Step-sister-in-law “E” said, “We need to educate their women.” She said their women are sick and tired of being beaten and held back by their husbands. We need to round them up and put them in a safe place, and teach them how to run their own businesses. That would be the thing to do next to begin transforming the Middle East. “’Islam’ means ‘submission,’” she said, smacking one hand into the other. “We should bomb them and educate their women.”

I swear I’m not making this up.

June 28 addendum: Oh, and I forgot to mention, before all this happened, they had the Chronicles of Narnia showing on DVD for the kids. I watched it too because I had not seen it yet, and I had loved the books as a child. While watching, the daughter of aforementioned "E," who, I must mention, is named "Jordan" after a Middle Eastern country, exclaimed, "Aslan is like Jesus except that Jesus was resurrected after three days, and Aslan was resurrected after one day." Her father, aforementioned "M," said, "That's right Honey."

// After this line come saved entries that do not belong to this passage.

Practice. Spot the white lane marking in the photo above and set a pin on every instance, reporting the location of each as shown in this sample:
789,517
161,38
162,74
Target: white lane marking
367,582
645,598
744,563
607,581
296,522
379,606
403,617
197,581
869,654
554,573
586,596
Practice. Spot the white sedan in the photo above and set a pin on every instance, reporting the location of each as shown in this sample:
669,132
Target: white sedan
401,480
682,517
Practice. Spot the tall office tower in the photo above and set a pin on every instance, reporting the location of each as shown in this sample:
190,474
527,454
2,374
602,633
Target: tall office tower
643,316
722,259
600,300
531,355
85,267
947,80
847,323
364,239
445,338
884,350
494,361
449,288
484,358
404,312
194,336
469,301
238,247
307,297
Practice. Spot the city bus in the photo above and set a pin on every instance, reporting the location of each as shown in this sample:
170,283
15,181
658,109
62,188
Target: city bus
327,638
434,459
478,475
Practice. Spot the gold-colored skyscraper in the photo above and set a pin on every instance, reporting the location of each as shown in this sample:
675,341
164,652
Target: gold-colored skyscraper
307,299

Speaking of the Lion, the Witch, and the Wardrobe, I give it the same assessment I give David Lynch's adaptation of Frank Herbert's classic Dune. Both have great acting and begin with a rich portrayal of the story. In the case of Dune, much of the richness lies in the production design; in Lion, it is in the wonderful casting and performances of the four kids and all the talking animals, the quick and clear building of the story (because, after all, you have to keep kids' attention), the sinister feel of Narnia in winter, the amazing performance of Tilda Swinton as the evil witch. But both movies lose their richness two-thirds of the way through and degenerate into buildup to war and clash between armies. Important events near the end are subsumed by action sequences, and despite these movies' initial nourishment, the sensitive viewer is left with a feeling of having eaten too much cotton candy.

2 comments:

Unknown said...

Were they at all kidding?

Elrond Hubbard said...

Nope. All sincere. It's all like some pulp sci-fi for them. L. Ron Hubbard or something.